Misshaped Fossil Plankton Signal Mass Extinctions

1987 Misshaped Fossil Plankton Signal Mass Extinctions
A malformed chitinozoan specimen of the genus Ancyrochitina (a) and a morphologically normal specimen (b) of the same genus. Both of these Silurian microfossils are from Libya and are about 415 million years old. Scale bars are 0.1 mm. Thijs Vandenbroucke

Researchers studying malformed plankton in the fossil record have revealed that one of the oldest mass extinctions in the history of life on Earth may have been triggered by oxygen depletion and the increasing presence of harmful metals in the oceans. The findings are published in Nature Communications this week.

Life was thriving in the seas during the Ordovician Period (more than 440 million years ago), until the Ordovician-Silurian extinction events eliminated an estimated 85 percent of all Ordovician species. These events were thought to have occurred in pulses that correspond to glacial episodes of cooler climes and shrinking habitats. However, recent studies have begun to implicate the spread of anoxia (or low oxygen) in the oceans as an additional driving force of mass extinctions. 
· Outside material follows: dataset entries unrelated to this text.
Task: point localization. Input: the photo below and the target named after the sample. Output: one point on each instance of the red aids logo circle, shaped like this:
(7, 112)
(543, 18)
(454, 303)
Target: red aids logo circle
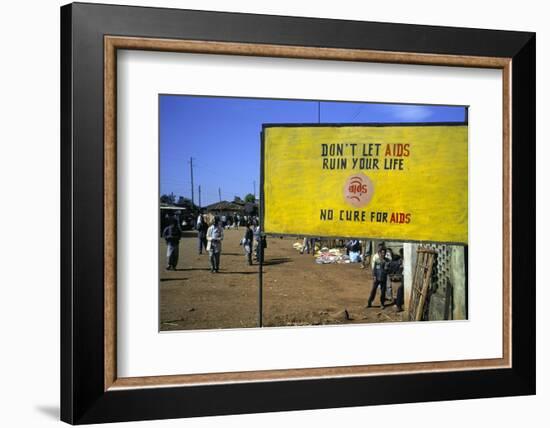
(358, 190)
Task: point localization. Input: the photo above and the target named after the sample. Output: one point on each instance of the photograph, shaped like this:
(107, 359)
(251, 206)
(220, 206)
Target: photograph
(291, 212)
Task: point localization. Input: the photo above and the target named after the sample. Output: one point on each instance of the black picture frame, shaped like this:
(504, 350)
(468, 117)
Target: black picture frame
(83, 396)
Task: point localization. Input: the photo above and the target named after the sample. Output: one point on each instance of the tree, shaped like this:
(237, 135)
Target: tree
(250, 198)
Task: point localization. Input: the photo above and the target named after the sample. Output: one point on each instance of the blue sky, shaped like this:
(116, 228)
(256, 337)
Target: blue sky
(222, 135)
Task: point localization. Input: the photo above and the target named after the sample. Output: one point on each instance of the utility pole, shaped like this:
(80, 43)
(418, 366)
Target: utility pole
(192, 185)
(200, 197)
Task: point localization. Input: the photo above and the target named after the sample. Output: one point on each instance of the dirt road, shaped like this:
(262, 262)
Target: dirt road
(296, 290)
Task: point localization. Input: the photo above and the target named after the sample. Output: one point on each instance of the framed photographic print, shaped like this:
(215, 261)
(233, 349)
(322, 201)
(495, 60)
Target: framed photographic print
(265, 213)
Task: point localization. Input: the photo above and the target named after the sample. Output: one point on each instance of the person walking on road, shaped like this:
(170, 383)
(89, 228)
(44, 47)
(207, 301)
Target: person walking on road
(214, 237)
(172, 235)
(379, 278)
(202, 228)
(248, 242)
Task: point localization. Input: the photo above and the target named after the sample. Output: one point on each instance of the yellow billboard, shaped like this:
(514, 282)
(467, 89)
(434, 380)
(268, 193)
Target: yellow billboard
(406, 182)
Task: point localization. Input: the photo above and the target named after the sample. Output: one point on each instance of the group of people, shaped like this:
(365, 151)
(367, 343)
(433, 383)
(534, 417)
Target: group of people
(209, 239)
To study the effects of paleo-pollution in marine environments, an international team led by Ghent University’s Thijs Vandenbroucke examined the geochemical signals of fossil plankton living in what’s now the Libyan desert during the initiation of a late Silurian (or mid-Pridoli) extinction event. They focused on chitinozoans: 100-500 micrometer microfossils that represent fossil egg cases of zooplankton that lived in shallow ocean layers. (The soft-bodied parents aren’t typically preserved in the fossil record.)
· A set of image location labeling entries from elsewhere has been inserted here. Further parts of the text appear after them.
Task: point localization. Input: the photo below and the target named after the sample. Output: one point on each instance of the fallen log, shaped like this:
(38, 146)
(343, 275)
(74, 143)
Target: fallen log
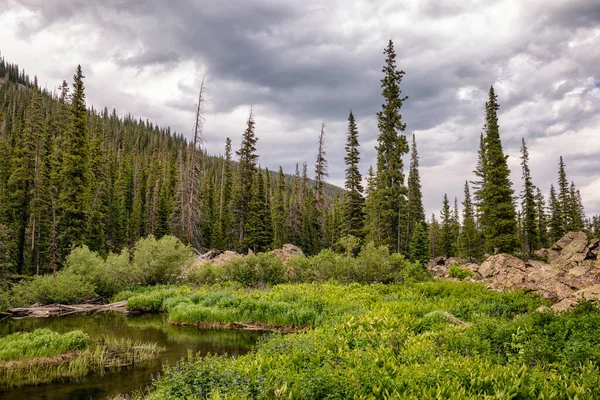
(60, 310)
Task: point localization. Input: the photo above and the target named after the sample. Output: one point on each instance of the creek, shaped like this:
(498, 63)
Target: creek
(178, 341)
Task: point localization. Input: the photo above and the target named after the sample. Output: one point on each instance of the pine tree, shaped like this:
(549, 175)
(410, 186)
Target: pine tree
(74, 195)
(541, 218)
(373, 209)
(564, 199)
(447, 239)
(498, 209)
(530, 239)
(434, 236)
(296, 210)
(576, 211)
(469, 236)
(21, 183)
(354, 202)
(419, 244)
(257, 236)
(391, 190)
(416, 211)
(247, 169)
(480, 182)
(279, 215)
(556, 220)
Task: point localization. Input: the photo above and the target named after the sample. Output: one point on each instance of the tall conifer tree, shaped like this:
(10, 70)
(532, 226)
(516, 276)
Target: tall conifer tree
(354, 201)
(74, 195)
(497, 206)
(416, 211)
(530, 239)
(391, 191)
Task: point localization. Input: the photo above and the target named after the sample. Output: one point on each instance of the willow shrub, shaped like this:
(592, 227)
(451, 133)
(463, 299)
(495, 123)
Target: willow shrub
(40, 343)
(65, 288)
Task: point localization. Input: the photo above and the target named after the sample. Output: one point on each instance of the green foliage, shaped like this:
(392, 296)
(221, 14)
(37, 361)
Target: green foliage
(65, 288)
(255, 270)
(498, 215)
(89, 266)
(160, 261)
(419, 244)
(456, 271)
(40, 343)
(387, 209)
(354, 200)
(427, 340)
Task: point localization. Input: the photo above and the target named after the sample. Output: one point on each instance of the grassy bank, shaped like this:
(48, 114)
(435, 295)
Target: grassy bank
(44, 356)
(424, 340)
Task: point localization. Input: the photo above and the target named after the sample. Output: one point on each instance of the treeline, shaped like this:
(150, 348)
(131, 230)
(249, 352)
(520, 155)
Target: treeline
(496, 220)
(71, 176)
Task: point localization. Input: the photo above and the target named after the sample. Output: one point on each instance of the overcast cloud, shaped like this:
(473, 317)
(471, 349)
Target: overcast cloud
(301, 62)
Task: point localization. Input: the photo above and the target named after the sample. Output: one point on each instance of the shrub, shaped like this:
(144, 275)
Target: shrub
(206, 274)
(40, 343)
(160, 261)
(66, 288)
(455, 271)
(254, 270)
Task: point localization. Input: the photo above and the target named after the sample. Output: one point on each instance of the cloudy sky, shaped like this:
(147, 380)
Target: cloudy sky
(301, 62)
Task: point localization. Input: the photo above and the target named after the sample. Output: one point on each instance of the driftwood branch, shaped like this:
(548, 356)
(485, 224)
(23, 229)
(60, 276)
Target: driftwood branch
(59, 310)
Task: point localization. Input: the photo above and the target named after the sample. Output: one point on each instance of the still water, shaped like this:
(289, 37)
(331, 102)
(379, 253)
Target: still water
(178, 341)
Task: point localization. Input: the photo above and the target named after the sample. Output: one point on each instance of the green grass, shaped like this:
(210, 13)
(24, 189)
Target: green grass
(441, 339)
(40, 343)
(44, 356)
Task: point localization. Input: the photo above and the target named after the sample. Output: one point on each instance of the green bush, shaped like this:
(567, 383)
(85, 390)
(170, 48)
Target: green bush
(160, 261)
(455, 271)
(206, 274)
(93, 269)
(66, 288)
(40, 343)
(254, 270)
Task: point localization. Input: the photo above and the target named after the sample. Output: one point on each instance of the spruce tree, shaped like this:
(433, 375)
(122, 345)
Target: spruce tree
(279, 214)
(416, 211)
(541, 218)
(497, 206)
(257, 235)
(354, 202)
(434, 236)
(246, 170)
(447, 239)
(556, 221)
(419, 244)
(576, 212)
(564, 199)
(469, 236)
(74, 196)
(391, 190)
(530, 238)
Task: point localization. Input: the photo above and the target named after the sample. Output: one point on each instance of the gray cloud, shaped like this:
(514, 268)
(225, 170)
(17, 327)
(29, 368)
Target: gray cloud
(303, 62)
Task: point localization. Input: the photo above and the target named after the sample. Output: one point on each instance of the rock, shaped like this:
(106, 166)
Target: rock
(565, 304)
(503, 268)
(288, 251)
(591, 293)
(569, 251)
(225, 257)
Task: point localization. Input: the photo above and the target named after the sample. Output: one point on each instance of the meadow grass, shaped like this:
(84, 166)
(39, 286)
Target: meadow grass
(438, 339)
(39, 364)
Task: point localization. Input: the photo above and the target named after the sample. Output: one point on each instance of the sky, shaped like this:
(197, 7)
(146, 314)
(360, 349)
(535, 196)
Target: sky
(299, 63)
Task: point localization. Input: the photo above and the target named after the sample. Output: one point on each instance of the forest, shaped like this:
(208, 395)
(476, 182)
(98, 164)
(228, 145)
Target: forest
(97, 206)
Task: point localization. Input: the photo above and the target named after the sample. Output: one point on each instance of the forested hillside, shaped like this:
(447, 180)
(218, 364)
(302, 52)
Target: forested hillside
(71, 176)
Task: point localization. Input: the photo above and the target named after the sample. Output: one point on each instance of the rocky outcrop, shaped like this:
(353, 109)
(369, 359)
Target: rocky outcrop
(569, 271)
(288, 251)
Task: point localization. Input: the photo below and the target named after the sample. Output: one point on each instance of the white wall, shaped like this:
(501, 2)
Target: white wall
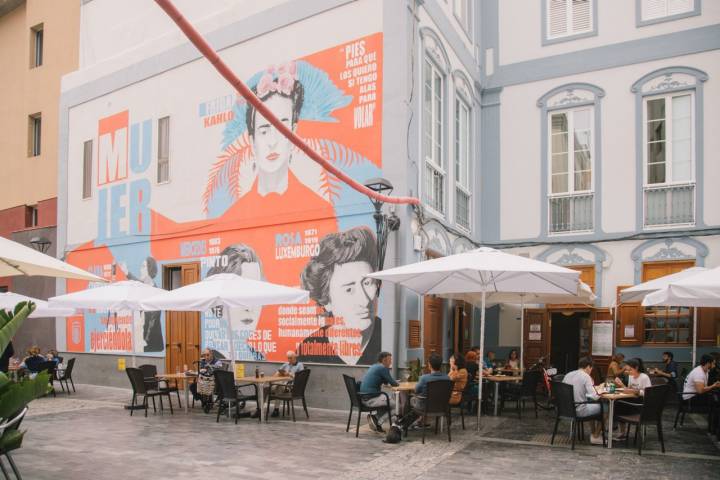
(521, 23)
(520, 146)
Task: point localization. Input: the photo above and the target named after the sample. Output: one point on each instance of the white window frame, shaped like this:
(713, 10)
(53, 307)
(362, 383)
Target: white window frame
(668, 139)
(642, 21)
(166, 159)
(571, 159)
(548, 39)
(429, 157)
(460, 102)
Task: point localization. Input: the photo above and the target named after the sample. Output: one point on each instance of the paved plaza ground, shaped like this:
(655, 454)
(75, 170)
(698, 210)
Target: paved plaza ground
(89, 436)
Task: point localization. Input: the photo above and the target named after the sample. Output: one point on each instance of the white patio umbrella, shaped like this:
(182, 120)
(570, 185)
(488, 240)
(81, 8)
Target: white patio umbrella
(17, 259)
(226, 290)
(488, 272)
(698, 290)
(8, 300)
(113, 298)
(637, 293)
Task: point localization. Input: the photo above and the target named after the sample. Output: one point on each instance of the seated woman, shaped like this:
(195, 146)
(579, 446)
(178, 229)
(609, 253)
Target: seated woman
(636, 381)
(459, 376)
(513, 362)
(615, 368)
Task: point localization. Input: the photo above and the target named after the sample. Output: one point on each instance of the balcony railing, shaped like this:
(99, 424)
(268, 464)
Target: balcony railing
(462, 208)
(571, 213)
(669, 205)
(434, 188)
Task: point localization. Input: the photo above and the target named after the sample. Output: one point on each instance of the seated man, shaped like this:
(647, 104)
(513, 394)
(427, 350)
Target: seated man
(696, 381)
(434, 364)
(377, 376)
(289, 369)
(583, 391)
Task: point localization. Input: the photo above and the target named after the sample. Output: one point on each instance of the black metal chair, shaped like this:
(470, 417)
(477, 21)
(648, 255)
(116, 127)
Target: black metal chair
(565, 408)
(66, 375)
(526, 390)
(287, 393)
(150, 374)
(11, 439)
(229, 394)
(140, 388)
(436, 404)
(356, 401)
(650, 413)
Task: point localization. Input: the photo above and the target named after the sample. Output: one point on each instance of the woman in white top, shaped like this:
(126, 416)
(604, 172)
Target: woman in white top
(638, 382)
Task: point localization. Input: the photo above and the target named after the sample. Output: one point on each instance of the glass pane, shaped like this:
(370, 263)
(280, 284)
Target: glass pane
(656, 152)
(682, 166)
(559, 163)
(582, 181)
(559, 123)
(656, 131)
(559, 183)
(582, 161)
(656, 109)
(656, 173)
(559, 143)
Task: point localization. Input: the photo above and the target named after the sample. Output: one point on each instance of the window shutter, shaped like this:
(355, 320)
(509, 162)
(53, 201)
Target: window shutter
(581, 16)
(679, 6)
(557, 19)
(652, 9)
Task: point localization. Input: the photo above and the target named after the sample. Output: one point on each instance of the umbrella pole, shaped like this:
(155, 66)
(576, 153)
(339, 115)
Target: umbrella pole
(694, 335)
(482, 354)
(522, 332)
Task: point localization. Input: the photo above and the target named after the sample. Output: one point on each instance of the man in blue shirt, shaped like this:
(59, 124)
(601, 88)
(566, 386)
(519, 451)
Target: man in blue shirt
(371, 384)
(434, 363)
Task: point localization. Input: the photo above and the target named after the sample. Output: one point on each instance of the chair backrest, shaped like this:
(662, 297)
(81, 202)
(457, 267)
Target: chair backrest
(225, 383)
(351, 386)
(68, 369)
(438, 396)
(529, 382)
(149, 370)
(564, 396)
(137, 380)
(300, 382)
(653, 403)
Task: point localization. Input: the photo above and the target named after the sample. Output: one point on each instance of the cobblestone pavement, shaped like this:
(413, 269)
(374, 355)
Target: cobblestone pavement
(89, 436)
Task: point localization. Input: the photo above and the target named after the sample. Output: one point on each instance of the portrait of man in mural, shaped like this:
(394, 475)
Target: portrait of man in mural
(336, 281)
(242, 260)
(152, 328)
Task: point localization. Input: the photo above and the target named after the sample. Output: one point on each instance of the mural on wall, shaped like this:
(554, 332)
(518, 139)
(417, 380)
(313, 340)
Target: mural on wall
(270, 213)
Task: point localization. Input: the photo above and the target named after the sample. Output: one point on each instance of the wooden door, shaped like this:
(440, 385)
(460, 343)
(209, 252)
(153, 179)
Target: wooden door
(432, 319)
(182, 329)
(536, 336)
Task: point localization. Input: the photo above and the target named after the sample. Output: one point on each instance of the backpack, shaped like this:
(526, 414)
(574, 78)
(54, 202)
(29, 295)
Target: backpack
(394, 434)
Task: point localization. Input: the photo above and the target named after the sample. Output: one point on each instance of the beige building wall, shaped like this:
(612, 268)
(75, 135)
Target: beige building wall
(25, 91)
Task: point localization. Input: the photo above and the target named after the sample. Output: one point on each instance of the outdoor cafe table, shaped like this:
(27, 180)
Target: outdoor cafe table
(497, 380)
(402, 387)
(184, 378)
(261, 382)
(610, 398)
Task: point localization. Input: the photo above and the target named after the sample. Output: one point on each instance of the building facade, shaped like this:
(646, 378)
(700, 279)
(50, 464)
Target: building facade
(38, 44)
(166, 176)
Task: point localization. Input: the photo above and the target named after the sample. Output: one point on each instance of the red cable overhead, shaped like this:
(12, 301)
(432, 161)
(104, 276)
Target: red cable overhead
(208, 52)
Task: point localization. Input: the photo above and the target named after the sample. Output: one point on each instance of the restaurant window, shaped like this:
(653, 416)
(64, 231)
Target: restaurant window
(433, 130)
(571, 170)
(163, 174)
(37, 36)
(34, 134)
(87, 169)
(666, 325)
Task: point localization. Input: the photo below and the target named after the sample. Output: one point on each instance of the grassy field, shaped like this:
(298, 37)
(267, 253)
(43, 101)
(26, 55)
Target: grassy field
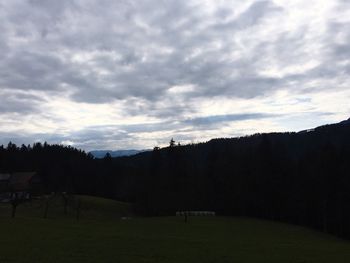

Aberrations in chitinozoans were found to coincide with a dramatic increase of metals – including iron, lead, manganese, and arsenic – in both the fossil specimens and the rocks they were preserved in. 
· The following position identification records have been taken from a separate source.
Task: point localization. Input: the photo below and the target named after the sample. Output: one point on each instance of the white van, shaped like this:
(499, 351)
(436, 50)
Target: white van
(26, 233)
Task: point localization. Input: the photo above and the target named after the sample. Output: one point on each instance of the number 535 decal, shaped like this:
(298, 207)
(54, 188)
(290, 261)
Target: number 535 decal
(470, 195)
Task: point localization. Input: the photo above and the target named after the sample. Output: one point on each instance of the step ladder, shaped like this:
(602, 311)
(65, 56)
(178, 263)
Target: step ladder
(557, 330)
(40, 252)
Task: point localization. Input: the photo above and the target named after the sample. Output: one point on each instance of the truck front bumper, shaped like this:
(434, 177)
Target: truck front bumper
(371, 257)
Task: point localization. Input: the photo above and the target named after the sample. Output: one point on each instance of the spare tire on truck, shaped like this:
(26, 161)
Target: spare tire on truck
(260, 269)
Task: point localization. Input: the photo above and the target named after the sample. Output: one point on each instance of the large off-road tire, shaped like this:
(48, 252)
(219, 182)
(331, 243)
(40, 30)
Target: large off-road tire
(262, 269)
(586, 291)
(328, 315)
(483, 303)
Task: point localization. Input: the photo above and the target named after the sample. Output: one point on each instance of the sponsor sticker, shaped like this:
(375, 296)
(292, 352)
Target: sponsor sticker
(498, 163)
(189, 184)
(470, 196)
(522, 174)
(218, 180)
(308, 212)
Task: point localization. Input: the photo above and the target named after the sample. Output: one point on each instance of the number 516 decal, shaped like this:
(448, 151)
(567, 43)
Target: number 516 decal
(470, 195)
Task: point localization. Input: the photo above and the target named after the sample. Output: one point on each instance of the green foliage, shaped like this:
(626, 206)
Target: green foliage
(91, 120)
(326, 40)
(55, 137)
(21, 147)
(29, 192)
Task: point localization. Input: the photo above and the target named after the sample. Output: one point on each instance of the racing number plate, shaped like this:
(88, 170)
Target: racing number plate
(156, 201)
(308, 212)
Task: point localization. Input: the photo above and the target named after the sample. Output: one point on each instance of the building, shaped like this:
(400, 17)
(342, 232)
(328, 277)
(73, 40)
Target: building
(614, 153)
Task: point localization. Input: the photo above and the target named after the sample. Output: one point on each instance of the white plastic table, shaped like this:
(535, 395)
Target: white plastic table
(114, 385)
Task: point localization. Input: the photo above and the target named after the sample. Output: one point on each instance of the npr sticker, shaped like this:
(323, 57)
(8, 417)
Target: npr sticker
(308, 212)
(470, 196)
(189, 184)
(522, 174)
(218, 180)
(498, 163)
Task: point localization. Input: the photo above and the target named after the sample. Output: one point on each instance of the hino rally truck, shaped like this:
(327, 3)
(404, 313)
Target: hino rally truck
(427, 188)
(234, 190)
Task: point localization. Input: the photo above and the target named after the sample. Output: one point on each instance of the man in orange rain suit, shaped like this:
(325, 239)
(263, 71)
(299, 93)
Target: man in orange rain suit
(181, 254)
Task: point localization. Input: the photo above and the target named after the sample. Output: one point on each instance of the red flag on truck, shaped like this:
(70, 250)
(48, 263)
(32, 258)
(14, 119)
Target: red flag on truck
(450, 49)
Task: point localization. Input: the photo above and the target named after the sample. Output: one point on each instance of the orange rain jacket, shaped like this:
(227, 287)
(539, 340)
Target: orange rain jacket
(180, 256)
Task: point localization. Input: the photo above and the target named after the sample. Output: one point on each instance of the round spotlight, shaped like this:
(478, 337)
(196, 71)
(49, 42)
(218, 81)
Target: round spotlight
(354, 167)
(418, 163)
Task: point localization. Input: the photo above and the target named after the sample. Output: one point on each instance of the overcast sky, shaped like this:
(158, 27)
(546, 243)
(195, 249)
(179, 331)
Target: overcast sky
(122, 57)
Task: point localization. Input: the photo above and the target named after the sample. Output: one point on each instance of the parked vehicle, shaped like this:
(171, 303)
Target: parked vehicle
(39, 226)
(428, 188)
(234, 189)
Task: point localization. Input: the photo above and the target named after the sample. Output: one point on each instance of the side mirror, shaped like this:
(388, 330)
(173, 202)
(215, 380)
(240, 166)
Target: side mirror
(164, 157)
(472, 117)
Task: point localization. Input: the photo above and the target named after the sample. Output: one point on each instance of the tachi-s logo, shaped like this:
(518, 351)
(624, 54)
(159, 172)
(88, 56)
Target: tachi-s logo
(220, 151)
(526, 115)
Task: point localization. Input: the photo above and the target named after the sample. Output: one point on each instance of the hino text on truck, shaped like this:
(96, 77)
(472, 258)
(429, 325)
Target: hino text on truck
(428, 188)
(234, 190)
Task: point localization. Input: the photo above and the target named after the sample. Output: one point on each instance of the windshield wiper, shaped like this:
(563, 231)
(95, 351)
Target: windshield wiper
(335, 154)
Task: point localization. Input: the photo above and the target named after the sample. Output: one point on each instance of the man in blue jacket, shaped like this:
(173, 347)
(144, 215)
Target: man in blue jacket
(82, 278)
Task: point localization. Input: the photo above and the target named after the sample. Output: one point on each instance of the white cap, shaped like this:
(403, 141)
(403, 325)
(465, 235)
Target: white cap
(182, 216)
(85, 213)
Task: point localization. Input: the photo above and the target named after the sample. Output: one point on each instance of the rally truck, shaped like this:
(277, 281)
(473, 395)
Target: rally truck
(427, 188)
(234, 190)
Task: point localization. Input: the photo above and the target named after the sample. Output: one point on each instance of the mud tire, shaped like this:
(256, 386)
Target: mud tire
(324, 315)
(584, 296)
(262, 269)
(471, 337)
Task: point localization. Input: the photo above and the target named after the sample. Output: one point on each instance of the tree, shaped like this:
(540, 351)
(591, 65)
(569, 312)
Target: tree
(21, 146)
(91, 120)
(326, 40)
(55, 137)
The abnormal growth of modern organisms living with high levels of metallic toxins are well documented. In fact, misshapen plankton, arthropods, and fish are routinely used as a forensic tool for detecting contamination in bodies of water. Metal poisoning, the team concludes, may very well have caused the ancient malformations. High levels of these harmful metals indicate changes in ocean chemistry. Together with the spread of anoxia, these factors may have been a contributing “kill mechanism,” making malformed plankton harbingers of mass extinction.